The Undeniable Ecosystem Impact of Fishing - Trigger Warning for Dolphin Lovers
There is also an undeniable ecosystem cost to commercial fishing that isn’t hitting mainstream media. Even the most careful practices still result in depleting fish stocks from their typical abundance. Local fishermen with small operations report reduced catches, and some have reportedly begun looking at dolphins as if they are competition. The dolphin scapegoats are somewhat helpless, whereas large commercial fishing operations are untouchable. The cost of this reality is that fishermen in Japan, and in Peru have reportedly begun killing dolphins to reduce the perceived “competition” with the end goal of improving their fishing yields. In fact, off the coast of Peru, some 15,000 dolphins are illegally fished each year. Since there is no real market for dolphins that are so beloved by people around the globe, they are simply tossed into their watery graves and disposed of at sea.

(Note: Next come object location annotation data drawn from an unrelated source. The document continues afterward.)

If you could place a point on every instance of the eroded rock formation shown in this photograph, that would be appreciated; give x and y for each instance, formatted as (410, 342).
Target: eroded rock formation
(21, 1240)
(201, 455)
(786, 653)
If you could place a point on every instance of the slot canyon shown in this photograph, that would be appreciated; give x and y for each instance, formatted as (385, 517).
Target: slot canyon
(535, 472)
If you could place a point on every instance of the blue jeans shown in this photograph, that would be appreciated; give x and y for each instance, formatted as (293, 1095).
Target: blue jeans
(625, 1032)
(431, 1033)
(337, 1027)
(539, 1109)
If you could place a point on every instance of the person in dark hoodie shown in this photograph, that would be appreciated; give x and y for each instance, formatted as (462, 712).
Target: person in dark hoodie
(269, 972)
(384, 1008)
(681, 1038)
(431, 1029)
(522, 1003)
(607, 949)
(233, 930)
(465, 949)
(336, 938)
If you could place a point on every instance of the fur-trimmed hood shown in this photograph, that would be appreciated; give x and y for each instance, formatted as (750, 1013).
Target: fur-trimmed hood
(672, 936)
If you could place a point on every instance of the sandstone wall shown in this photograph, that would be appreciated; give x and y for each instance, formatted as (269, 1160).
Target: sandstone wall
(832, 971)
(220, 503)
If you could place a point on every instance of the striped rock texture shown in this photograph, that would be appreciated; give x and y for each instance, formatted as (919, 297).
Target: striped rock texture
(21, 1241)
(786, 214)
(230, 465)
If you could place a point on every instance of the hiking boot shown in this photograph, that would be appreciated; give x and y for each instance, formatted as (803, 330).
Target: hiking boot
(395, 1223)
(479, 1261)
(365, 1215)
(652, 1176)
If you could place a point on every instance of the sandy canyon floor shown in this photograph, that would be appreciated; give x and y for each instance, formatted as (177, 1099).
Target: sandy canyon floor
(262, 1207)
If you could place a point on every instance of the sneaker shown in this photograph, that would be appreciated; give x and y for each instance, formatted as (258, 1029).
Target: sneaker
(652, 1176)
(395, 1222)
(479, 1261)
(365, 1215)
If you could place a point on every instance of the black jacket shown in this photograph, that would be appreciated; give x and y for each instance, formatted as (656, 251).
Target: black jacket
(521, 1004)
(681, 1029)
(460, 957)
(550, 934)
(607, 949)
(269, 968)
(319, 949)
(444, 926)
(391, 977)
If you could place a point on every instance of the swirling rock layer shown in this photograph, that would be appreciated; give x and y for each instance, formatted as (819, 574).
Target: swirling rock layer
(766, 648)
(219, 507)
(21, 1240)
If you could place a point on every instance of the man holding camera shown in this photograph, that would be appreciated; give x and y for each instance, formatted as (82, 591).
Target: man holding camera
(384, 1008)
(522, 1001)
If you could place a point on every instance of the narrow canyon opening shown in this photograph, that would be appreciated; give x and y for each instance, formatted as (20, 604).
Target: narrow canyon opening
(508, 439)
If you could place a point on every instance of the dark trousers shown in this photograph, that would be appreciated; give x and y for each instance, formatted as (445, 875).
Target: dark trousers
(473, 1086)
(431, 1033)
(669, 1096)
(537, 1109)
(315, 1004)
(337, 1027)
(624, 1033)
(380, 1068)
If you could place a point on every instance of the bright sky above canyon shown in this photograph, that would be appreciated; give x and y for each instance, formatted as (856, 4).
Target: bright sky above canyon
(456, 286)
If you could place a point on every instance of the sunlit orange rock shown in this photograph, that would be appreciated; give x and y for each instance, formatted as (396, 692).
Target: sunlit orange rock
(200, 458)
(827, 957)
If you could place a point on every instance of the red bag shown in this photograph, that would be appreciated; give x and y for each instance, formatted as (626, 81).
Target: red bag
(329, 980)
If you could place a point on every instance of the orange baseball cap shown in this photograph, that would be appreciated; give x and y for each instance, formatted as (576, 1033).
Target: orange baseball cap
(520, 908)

Fishing as an industrialized practice is a very slippery slope with a real tangible effect on the livelihoods of people in fishing communities and the living ecosystems of our oceans. For more on this, you can watch the Netflix documentary, Seaspiracy. It may be triggering, but it is an incredible educational resource and a riveting watch.
Leave More Fish In The Ocean, Preserve Ecosystems + Sequester More Carbon
If we leave more fish in the ocean, there is another benefit that you might not have considered. The fish themselves sequester carbon in their bodies. They become food for larger animals that also sequester carbon. When they die and sink to the ocean floor, so too does their carbon where it is integrated into the lives of other microbes, crustaceans, and worms, continuing the cycle of life and keeping the carbon within the ocean as opposed to releasing it into the atmosphere through manufacturing and animal husbandry is one of the many methods proposed to help reverse global warming and regenerate earth.
The Carbon Cost of Fishing + The Power of Algae To Turn The Tide
Furthermore, the carbon cost associated with each metric ton of fish oil manufacturing is roughly 35 ton CO2-eq. Translating this figure to a one-month supply of Ӧrlӧ Nutrition’s algae oil, we are saving 1.1kg CO2-eq with every bottle as compared to fish oil. We can confidently claim this number because our unique growing conditions use regenerative energy. The algae is fed CO2, and produces oxygen as a co-product -- all without impacting marine ecosystems and utilizing only 1% of the water and land resources of other methods.
Turning to Supplementation for Omega-3s -- And Shifting From Fish to Algae
Many people now turn to omega-3 supplements to gain many of the health benefits of a mediterranean diet without having to dramatically change their lifestyles. Since omega-3s are used in every cell in our bodies, and since Western diets tend to be deficient in omega-3s, the health benefits of consuming a supplement range broadly from cardiovascular system health to brain, eye, joint, skin and metabolic health. A vast majority of the omega-3 consumed in North America comes from fish, and it is time for that consumption to shift from the extractive practices of fishing to the regenerative practices of primary Omega-3 production: growing and harvesting ocean and ecosystem friendly algae.
With every one-month supply of Ӧmega-3 and Prenatal DHA, Ӧrlӧ Nutrition saves 110 pelagic fish and 1.1kg CO2-eq.